* [PATCH v2 net] qed: Don't collect too many protection override GRC elements
@ 2025-09-10 6:29 Jamie Bainbridge
2025-09-14 21:30 ` patchwork-bot+netdevbpf
0 siblings, 1 reply; 2+ messages in thread
From: Jamie Bainbridge @ 2025-09-10 6:29 UTC (permalink / raw)
To: Nimal Prabudoss, Jakub Kicinski, Manish Chopra, Andrew Lunn,
David S. Miller, Eric Dumazet, Paolo Abeni, Manish Rangankar,
Michal Kalderon, Ariel Elior
Cc: Jamie Bainbridge, netdev, linux-kernel
In the protection override dump path, the firmware can return far too
many GRC elements, resulting in attempting to write past the end of the
previously-kmalloc'ed dump buffer.
This will result in a kernel panic with reason:
BUG: unable to handle kernel paging request at ADDRESS
where "ADDRESS" is just past the end of the protection override dump
buffer.

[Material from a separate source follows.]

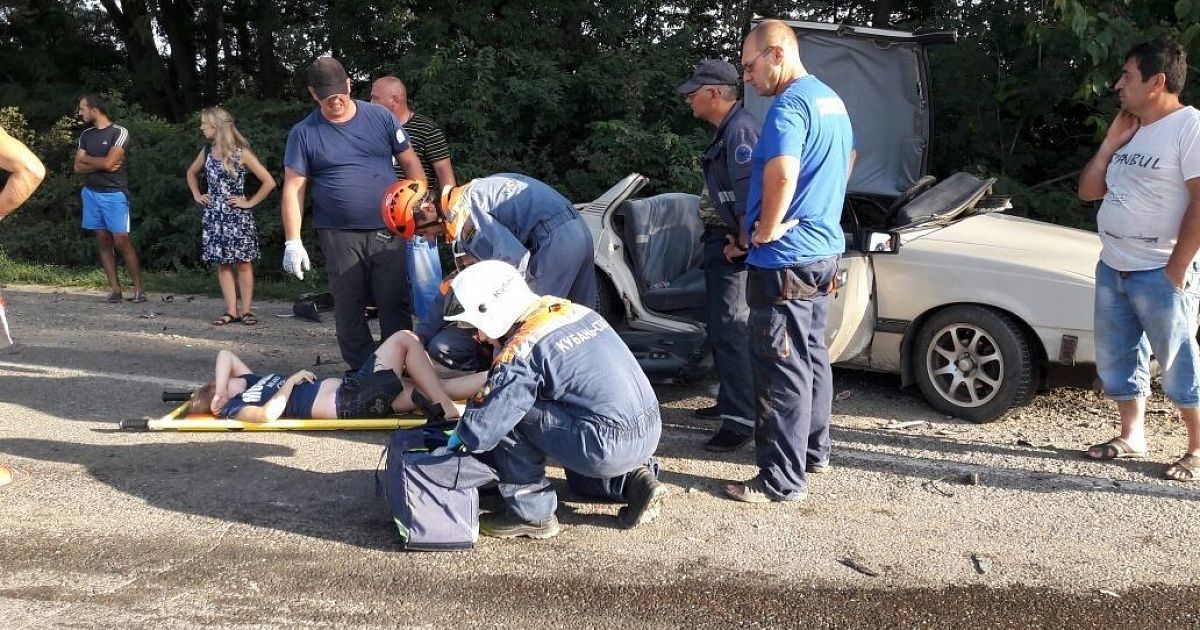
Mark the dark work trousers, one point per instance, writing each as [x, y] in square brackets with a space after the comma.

The start address of the buffer is:
p_hwfn->cdev->dbg_features[DBG_FEATURE_PROTECTION_OVERRIDE].dump_buf
and the size of the buffer is buf_size in the same data structure.

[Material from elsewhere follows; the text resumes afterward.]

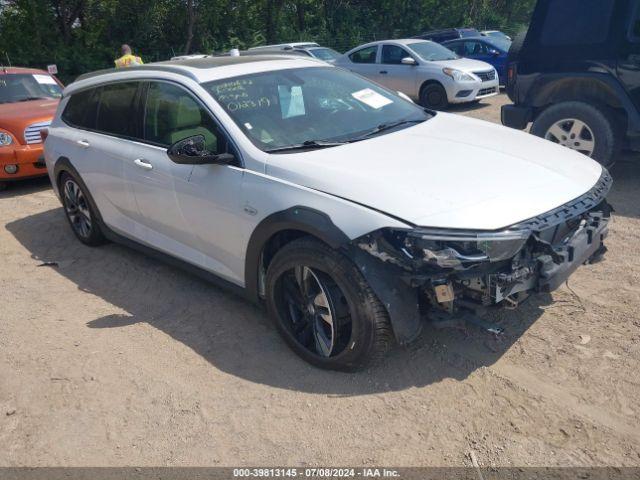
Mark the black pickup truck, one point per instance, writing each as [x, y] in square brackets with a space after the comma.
[576, 75]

The panic can be arrived at from either the qede Ethernet driver path:
[exception RIP: qed_grc_dump_addr_range+0x108]
qed_protection_override_dump at ffffffffc02662ed [qed]

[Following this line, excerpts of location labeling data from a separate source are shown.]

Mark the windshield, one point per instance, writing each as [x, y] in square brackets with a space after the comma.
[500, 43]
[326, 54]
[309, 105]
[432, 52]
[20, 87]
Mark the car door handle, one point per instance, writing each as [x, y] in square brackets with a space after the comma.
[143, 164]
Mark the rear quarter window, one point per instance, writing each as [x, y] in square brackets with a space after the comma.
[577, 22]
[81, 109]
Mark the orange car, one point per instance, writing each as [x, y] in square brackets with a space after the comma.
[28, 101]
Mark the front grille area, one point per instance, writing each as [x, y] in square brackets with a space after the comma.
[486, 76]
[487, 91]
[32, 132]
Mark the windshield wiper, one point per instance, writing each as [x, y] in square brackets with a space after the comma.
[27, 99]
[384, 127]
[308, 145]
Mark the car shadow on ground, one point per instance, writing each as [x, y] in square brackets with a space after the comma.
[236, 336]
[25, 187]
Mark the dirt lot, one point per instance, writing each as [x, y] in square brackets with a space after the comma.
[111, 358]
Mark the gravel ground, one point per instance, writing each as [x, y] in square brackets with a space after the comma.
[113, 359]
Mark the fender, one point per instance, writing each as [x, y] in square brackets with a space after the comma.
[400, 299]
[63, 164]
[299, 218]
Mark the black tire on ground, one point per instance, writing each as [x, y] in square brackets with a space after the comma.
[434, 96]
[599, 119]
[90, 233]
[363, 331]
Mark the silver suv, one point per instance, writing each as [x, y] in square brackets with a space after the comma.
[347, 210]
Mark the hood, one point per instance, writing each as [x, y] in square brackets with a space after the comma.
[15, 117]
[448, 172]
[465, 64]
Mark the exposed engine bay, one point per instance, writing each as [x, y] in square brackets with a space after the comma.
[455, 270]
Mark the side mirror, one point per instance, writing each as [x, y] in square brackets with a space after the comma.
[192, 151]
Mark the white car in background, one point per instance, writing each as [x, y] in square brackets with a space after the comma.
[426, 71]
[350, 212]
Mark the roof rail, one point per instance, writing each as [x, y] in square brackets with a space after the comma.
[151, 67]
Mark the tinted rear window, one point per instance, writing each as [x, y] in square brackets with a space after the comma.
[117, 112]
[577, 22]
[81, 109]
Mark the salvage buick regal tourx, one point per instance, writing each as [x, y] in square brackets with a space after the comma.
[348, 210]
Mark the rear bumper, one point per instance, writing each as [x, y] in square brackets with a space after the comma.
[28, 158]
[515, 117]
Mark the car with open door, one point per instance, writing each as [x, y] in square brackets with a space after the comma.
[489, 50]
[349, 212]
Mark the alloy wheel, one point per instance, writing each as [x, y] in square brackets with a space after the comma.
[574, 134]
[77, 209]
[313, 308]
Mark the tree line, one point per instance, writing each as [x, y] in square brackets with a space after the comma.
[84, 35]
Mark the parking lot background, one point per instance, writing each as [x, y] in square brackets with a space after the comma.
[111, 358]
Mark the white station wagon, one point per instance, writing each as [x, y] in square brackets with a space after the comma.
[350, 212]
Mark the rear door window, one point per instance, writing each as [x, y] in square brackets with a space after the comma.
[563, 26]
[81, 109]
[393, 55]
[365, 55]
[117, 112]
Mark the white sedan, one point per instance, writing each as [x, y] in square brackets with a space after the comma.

qed_dbg_protection_override_dump at ffffffffc0267792 [qed]
qed_dbg_feature at ffffffffc026aa8f [qed]
qed_dbg_all_data at ffffffffc026b211 [qed]
qed_fw_fatal_reporter_dump at ffffffffc027298a [qed]
devlink_health_do_dump at ffffffff82497f61
devlink_health_report at ffffffff8249cf29
qed_report_fatal_error at ffffffffc0272baf [qed]
qede_sp_task at ffffffffc045ed32 [qede]
process_one_work at ffffffff81d19783
or the qedf storage driver path:
[exception RIP: qed_grc_dump_addr_range+0x108]
qed_protection_override_dump at ffffffffc068b2ed [qed]
qed_dbg_protection_override_dump at ffffffffc068c792 [qed]
qed_dbg_feature at ffffffffc068fa8f [qed]
qed_dbg_all_data at ffffffffc0690211 [qed]
qed_fw_fatal_reporter_dump at ffffffffc069798a [qed]
devlink_health_do_dump at ffffffff8aa95e51
devlink_health_report at ffffffff8aa9ae19
qed_report_fatal_error at ffffffffc0697baf [qed]
qed_hw_err_notify at ffffffffc06d32d7 [qed]
qed_spq_post at ffffffffc06b1011 [qed]
qed_fcoe_destroy_conn at ffffffffc06b2e91 [qed]
qedf_cleanup_fcport at ffffffffc05e7597 [qedf]
qedf_rport_event_handler at ffffffffc05e7bf7 [qedf]
fc_rport_work at ffffffffc02da715 [libfc]
process_one_work at ffffffff8a319663
Resolve this by clamping the firmware's return value to the maximum
number of legal elements the firmware should return.
Fixes: d52c89f120de8 ("qed*: Utilize FW 8.37.2.0")
Signed-off-by: Jamie Bainbridge <jamie.bainbridge@gmail.com>
---
v2: Move the check to the correct place after discussion with Jakub
Kicinski and more debugging.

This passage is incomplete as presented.